No more dragging, dropping, and praying

AI tools that can whip up appealing designs with a prompt in natural language isn't really anything new. But the reason why Claude Design won me over so quickly doesn't come down to just how well-designed the outputs have been. It's more so how easy it is to refine them. You know how you give an editor feedback by leaving comments throughout the draft and they go in and make the changes? Claude Design works the same way.

There are a few different ways you can iterate on your design. If you think there's a change that affects the overall direction of the design, you can use the Chat panel and simply tell Claude what you want changed. For instance, you can say something like "this feels too cluttered, simplify the layout" and Claude will rework the whole thing. Sometimes, you have changes that only affect one specific element. Perhaps a heading that's too small, a color that feels off, or an element that needs swapping.

For those, you can click directly on the element in the canvas and leave an inline comment, just like you would in Google Docs. Claude picks it up and makes the change without touching anything else.

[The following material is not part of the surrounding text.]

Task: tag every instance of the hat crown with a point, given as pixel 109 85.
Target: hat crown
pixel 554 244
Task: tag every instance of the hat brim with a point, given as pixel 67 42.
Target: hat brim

This saves you the hassle of describing the location of what you'd like to change in words, and just makes for a much smoother experience when you'd like to make targeted changes.

And if you want to make a super quick change manually instead of asking Claude to do it, you can also hit Edit and make small adjustments yourself!

I just wish the limits weren't so tight

As with every good AI feature nowadays, the limits are the buzzkill. While Claude Design comes with a separate weekly limit (independent from Claude web and Claude Code), hitting the limit doesn't take too long. I'm on the Max 5x plan, and I hit it way faster than I expected. I can't imagine what it's like on the free plan!